What has changed that the department now says the overpass will be built in three years, as it has always stated a much longer timeline to accomplish construction? Will the crosswalks and yield lights be removed at the nearby roundabout?
Does not the department need to return to the state Land Use Commission to request a motion to amend its decision, if the state is going to open the school before completing the overpass?
Our concern is for the safety of our community children. We are pleased that the newly elected governor and mayor are taking actions to try to rectify a decade of negligence by the Department of Education, but until we get all the information, it is difficult to judge.
KUBOTA: Are there other traffic concerns?
MORAN: Our association’s continuing priority is construction of the missing segments of the North-South Collector Road between Waipuʻilani and Kaonoulu as a complete street, including the extension of Līloa Road. This road has been in the Kīhei-Mākena Community Plan of 1998, including bike paths that would reduce traffic. But very little action has been taken by previous administrations. Traffic has tripled since then. We are hopeful that the current mayor will fulfill his pledge to make this a priority.
KUBOTA: I can’t help but see that low-lying areas of Kīhei continue to have flooding problems?
MORAN: Our association continues to advocate for mitigation of storm water flow Upcountry, as we have for over a decade.
KUBOTA: What kind of mitigation measures do you want?
MORAN: We want retention and detention basins to slow the flow and allow sediment to be absorbed into the aina. We want more trees and other natural foliage to absorb storm water. We want periodic clearing of river gulches of debris and for action to be taken to reduce the number of axis deer.
KUBOTA: You’ve mentioned that the vast majority of families with children are living in North Kīhei. How important is providing affordable housing throughout South Maui?
MORAN: Of course this is a nationwide matter, but exacerbated in Hawaiʻi. One factor contributing to traffic in our district is the great number of Maui residents who work in the tourist industry and commute daily into Wailea. Providing truly affordable housing in South Maui would help mitigate the already overburdened transportation infrastructure. But such housing has to be located in proper locations, not in flooding or fire prone areas nor industrial areas. They should be interspersed for mixed use neighborhoods.
KUBOTA: How does one go about encouraging mixed uses, when some landowners seem bent on creating exclusive communities?
MORAN: Developments require government approval, and a community can influence decisions by the government and sometimes developers. One example is the Wailea 670 project, renamed Honuaʻula.
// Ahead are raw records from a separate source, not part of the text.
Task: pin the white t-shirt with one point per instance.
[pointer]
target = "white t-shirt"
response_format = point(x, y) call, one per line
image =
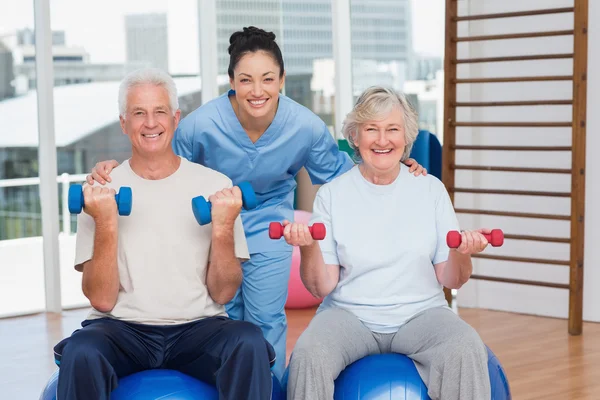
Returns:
point(386, 240)
point(162, 251)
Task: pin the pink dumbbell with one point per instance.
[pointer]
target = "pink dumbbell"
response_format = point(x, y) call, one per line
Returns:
point(496, 238)
point(317, 231)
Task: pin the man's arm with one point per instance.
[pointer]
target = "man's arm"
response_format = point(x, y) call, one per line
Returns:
point(224, 274)
point(100, 281)
point(224, 271)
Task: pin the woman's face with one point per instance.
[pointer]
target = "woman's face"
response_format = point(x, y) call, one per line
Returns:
point(257, 84)
point(381, 142)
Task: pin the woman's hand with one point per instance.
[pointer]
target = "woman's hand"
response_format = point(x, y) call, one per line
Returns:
point(297, 234)
point(473, 242)
point(100, 172)
point(415, 167)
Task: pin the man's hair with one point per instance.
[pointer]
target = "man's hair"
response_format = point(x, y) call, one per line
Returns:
point(152, 76)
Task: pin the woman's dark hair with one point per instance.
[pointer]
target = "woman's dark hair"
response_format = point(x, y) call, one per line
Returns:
point(251, 40)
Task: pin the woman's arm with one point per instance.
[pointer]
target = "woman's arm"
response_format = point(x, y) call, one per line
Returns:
point(319, 278)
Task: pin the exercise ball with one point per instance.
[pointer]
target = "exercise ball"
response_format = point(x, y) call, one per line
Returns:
point(298, 295)
point(379, 377)
point(394, 376)
point(163, 384)
point(498, 381)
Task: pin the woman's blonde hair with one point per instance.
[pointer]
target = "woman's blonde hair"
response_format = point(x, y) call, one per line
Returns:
point(374, 104)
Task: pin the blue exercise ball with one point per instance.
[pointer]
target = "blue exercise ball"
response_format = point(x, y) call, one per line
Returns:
point(49, 392)
point(160, 384)
point(379, 377)
point(163, 384)
point(498, 381)
point(394, 376)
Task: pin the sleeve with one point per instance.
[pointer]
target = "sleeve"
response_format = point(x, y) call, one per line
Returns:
point(445, 221)
point(84, 240)
point(322, 213)
point(239, 240)
point(325, 160)
point(182, 139)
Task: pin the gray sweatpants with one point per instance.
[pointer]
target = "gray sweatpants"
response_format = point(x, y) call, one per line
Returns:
point(448, 353)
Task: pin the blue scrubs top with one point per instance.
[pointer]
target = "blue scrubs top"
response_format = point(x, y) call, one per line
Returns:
point(213, 136)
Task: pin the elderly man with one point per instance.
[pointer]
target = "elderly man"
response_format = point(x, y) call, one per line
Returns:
point(158, 281)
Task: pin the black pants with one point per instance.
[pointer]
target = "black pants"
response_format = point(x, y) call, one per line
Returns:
point(233, 355)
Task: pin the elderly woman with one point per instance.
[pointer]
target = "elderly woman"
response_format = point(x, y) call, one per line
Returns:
point(383, 264)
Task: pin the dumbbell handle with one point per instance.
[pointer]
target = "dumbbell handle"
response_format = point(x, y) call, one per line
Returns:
point(495, 238)
point(82, 199)
point(77, 200)
point(317, 230)
point(202, 208)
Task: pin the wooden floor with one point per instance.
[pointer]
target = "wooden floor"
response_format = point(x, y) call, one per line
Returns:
point(541, 360)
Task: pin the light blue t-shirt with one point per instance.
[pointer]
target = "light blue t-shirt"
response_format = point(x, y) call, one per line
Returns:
point(213, 136)
point(386, 240)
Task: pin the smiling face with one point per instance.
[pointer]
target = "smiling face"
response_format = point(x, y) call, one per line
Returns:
point(381, 142)
point(149, 120)
point(257, 84)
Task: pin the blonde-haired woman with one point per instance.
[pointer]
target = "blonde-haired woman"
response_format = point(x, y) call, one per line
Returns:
point(383, 265)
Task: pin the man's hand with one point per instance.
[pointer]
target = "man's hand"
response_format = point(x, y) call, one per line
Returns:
point(100, 204)
point(225, 207)
point(100, 172)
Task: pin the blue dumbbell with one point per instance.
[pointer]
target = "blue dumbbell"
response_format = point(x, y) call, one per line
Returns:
point(76, 201)
point(201, 207)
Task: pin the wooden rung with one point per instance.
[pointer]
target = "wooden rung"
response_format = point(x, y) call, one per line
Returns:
point(510, 192)
point(511, 169)
point(513, 58)
point(512, 103)
point(515, 124)
point(513, 148)
point(513, 36)
point(520, 281)
point(537, 238)
point(514, 14)
point(516, 79)
point(521, 259)
point(512, 214)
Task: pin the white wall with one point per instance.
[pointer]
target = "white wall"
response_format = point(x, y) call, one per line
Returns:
point(22, 276)
point(503, 296)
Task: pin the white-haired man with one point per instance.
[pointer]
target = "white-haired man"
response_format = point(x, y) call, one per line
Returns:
point(158, 281)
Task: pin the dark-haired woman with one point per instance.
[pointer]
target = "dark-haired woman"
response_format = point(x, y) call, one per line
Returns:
point(253, 133)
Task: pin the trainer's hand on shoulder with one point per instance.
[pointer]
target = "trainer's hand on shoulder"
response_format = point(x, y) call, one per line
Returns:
point(101, 172)
point(226, 205)
point(415, 168)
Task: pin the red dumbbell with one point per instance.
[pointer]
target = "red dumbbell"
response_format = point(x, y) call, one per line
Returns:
point(317, 231)
point(496, 238)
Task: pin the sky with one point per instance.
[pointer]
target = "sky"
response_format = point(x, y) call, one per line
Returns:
point(98, 26)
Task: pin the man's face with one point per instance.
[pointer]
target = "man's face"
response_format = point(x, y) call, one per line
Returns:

It went from all high end in the area south of Maui Meadows with some affordable housing developed separately south at the North Kīhei light industrial to a mix of both all in the area north of Maui Meadows.
KUBOTA: How did you come about living and settling in South Maui?
MORAN: I was born on the East Coast and spent a quarter century in Southern California. Then, I visited Maui staying on the South side, and fell in love. After a few more visits to Maui and other islands, I found Maui nō ka ʻoi. I looked for a reasonable way to be able to settle here permanently, and did so in 2000.